Del latín ratus, que significa “confirmado”, y facere, “hacer”, la ratificación es un término muy usual en el Derecho Internacional para designar una de las etapas de formación de un tratado, esto es, de un acuerdo escrito entre Estados, o entre éstos y organizaciones internacionales, o de éstas entre sí, capaz de crear derechos y obligaciones entre las partes.
Son cuatro los pasos que debe dar dar un tratado para su perfeccionamiento: negociación, suscripción, ratificación e intercambio de ratificaciones o depósito.
La ratificación es un acto de competencia de la función ejecutiva del Estado si bien los parlamentos son los que conocen y discuten el instrumento y, a través de los procedimientos usuales en el Derecho interno para los actos legislativos, autorizan o desautorizan su ratificación por los jefes de Estado.

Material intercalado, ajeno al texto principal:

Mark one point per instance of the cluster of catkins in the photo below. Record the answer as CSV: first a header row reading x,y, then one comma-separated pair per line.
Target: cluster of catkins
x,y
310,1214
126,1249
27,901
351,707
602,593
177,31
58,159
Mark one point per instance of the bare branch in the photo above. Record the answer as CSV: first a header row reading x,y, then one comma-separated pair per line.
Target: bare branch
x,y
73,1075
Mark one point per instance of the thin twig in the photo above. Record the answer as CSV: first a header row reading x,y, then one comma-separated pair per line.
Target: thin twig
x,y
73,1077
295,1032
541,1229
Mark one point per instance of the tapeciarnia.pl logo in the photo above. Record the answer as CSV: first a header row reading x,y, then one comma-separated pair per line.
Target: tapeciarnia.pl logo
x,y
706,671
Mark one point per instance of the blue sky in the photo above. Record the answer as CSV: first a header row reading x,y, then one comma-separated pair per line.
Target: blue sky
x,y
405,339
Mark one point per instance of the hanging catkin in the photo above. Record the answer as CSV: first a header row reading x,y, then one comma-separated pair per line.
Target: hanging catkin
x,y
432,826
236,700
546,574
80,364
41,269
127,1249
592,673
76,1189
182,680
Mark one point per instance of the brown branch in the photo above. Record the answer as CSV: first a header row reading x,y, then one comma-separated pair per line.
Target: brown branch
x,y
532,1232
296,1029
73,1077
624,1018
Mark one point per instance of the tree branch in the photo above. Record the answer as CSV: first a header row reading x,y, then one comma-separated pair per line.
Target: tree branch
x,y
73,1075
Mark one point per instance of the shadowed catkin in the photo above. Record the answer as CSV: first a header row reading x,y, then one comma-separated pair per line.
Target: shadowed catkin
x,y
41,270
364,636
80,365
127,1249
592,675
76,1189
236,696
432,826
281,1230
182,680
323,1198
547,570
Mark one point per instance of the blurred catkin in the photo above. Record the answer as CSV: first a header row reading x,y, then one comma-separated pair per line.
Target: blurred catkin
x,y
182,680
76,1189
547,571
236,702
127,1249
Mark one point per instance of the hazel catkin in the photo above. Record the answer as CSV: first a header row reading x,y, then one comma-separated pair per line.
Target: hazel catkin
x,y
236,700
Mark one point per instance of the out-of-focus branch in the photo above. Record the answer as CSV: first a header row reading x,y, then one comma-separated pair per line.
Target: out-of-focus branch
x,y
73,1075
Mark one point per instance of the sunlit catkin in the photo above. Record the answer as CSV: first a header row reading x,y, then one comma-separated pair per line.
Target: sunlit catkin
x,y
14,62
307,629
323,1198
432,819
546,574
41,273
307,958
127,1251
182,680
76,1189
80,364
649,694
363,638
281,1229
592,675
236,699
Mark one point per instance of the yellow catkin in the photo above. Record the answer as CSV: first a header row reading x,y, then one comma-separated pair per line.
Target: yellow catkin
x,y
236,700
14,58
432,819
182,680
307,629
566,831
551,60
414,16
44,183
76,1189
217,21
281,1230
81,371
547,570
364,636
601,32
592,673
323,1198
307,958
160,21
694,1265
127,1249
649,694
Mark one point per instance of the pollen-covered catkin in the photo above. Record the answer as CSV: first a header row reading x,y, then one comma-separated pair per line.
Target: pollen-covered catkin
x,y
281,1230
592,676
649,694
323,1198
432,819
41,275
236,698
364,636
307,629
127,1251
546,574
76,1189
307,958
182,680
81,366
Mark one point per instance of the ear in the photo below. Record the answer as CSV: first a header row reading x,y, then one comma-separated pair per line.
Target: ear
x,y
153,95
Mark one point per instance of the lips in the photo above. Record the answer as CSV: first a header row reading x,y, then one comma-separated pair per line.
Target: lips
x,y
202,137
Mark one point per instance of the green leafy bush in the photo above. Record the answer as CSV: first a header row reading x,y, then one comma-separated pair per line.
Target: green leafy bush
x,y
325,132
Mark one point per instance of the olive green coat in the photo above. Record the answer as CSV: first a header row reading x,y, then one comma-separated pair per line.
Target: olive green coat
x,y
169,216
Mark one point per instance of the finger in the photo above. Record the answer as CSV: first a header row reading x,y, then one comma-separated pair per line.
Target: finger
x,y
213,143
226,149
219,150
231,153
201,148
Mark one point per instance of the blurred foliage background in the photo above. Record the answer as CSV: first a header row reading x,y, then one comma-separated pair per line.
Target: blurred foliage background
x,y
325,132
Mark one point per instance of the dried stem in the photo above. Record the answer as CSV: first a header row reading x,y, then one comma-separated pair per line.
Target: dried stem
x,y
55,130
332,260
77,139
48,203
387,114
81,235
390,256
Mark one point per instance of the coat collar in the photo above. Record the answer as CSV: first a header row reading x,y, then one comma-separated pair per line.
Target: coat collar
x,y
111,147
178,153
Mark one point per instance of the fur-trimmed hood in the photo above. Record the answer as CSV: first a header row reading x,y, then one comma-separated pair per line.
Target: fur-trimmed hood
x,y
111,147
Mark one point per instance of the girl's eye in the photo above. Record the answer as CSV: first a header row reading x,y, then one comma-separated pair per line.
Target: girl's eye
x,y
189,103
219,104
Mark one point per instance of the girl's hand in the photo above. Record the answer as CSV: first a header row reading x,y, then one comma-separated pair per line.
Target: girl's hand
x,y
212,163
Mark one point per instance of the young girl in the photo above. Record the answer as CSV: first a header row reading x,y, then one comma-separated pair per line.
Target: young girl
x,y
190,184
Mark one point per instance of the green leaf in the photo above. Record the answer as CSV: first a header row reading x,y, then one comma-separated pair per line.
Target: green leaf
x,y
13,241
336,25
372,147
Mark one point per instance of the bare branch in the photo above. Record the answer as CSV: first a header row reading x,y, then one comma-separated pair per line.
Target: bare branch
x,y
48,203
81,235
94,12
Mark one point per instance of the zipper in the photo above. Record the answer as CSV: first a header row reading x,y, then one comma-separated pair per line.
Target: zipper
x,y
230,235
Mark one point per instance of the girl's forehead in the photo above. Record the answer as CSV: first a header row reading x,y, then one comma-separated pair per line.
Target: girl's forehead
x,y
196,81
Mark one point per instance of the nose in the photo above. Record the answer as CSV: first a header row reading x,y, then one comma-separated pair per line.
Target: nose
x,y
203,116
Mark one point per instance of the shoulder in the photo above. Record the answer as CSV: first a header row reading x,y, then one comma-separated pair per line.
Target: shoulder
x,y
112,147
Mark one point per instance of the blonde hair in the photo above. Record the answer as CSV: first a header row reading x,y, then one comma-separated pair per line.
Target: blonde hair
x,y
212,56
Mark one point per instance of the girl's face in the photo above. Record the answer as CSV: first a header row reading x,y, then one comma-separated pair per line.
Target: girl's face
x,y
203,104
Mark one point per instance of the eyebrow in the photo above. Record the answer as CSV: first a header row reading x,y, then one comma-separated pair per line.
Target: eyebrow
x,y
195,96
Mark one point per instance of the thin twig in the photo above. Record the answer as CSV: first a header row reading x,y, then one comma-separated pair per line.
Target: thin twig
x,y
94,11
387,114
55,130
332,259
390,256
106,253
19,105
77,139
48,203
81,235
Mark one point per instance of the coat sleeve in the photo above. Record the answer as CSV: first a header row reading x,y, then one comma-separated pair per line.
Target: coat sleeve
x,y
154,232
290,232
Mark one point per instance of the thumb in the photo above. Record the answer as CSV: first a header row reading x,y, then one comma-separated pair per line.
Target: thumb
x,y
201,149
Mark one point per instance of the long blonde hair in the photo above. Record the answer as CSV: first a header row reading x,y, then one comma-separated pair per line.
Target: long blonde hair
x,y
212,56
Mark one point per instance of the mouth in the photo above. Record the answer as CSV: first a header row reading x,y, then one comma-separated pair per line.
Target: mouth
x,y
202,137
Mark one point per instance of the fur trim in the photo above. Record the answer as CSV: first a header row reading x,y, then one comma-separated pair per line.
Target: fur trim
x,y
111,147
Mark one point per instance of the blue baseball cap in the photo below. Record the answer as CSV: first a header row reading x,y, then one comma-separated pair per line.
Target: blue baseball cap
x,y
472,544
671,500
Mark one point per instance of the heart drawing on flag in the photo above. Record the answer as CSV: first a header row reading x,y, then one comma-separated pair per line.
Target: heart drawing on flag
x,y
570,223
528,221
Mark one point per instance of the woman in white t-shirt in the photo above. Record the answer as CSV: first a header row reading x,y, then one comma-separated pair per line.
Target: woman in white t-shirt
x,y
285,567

Si se niega la ratificación el tratado no rige para el Estado remiso ni lo obliga, sin perjuicio de que entre en vigor para los demás Estados que lo hayan ratificado o se hayan adherido a él, puesto que en su propio texto suele estipularse que entrará en vigencia cuando reúna un número determinado de ratificaciones.
Consecuentemente, la ratificación es la aprobación final y definitiva de un tratado. Es el acto por el cual un Estado hace constar en el ámbito internacional su consentimiento y su voluntad de someterse a sus disposiciones. Ella representa una segunda instancia interna que sirve para prevenir eventuales extralimitaciones del mandato por los plenipotenciarios o para preservar la soberanía de los Estados frente a la eventualidad de que en el curso de la negociación se haya modificado el texto original del proyecto. El Estado tiene siempre la opción de rehusar un tratado no obstante haberlo firmado. Recordemos, por ejemplo, que los Estados Unidos de América suscribieron pero no ratificaron el Tratado de Versalles de 1919, suscrito al término de la Primera Guerra Mundial, por el cual se creó la Sociedad de las Naciones.
El mecanismo de la ratificación impide que el voto de la mayoría imponga a un Estado, contra su voluntad, un tratado. Esto es especialmente cierto con relación a los tratados multilaterales —a los que algunos tratadistas denominan “legislativos” porque contienen una serie de normas de conducta para los entes políticos— cuyo texto se suele aprobar en las conferencias internacionales “por mayoría de dos tercios de los Estados presentes y votantes, a menos que los Estados decidan por igual mayoría aplicar una regla diferente”, según dispone el artículo 9 de la Convención de Viena de 1969.
La ratificación sirve también, en el orden interno, como mecanismo de control parlamentario sobre la constitucionalidad de los tratados, que es una precaución indispensable puesto que ellos están destinados a incorporarse al ordenamiento jurídico estatal. Y a pesar de que “el hecho de que el consentimiento de un Estado en obligarse por un tratado haya sido manifestado en violación de una disposición de su Derecho interno concerniente a la competencia para celebrar tratados no podrá ser alegado por dicho Estado como vicio de su consentimiento, a menos que esa violación sea manifiesta y afecte a una norma de importancia fundamental en su Derecho interno”, según manda el artículo 46 de la Convención de Viena, es muy importante que su ordenamiento jurídico guarde la debida coherencia.
La ratificación, en el caso de un tratado bilateral, debe ser enviada al otro Estado para que conozca la aceptación formal de la contraparte, o a la respectiva organización internacional, para su depósito, registro y publicación, si es un tratado multilateral.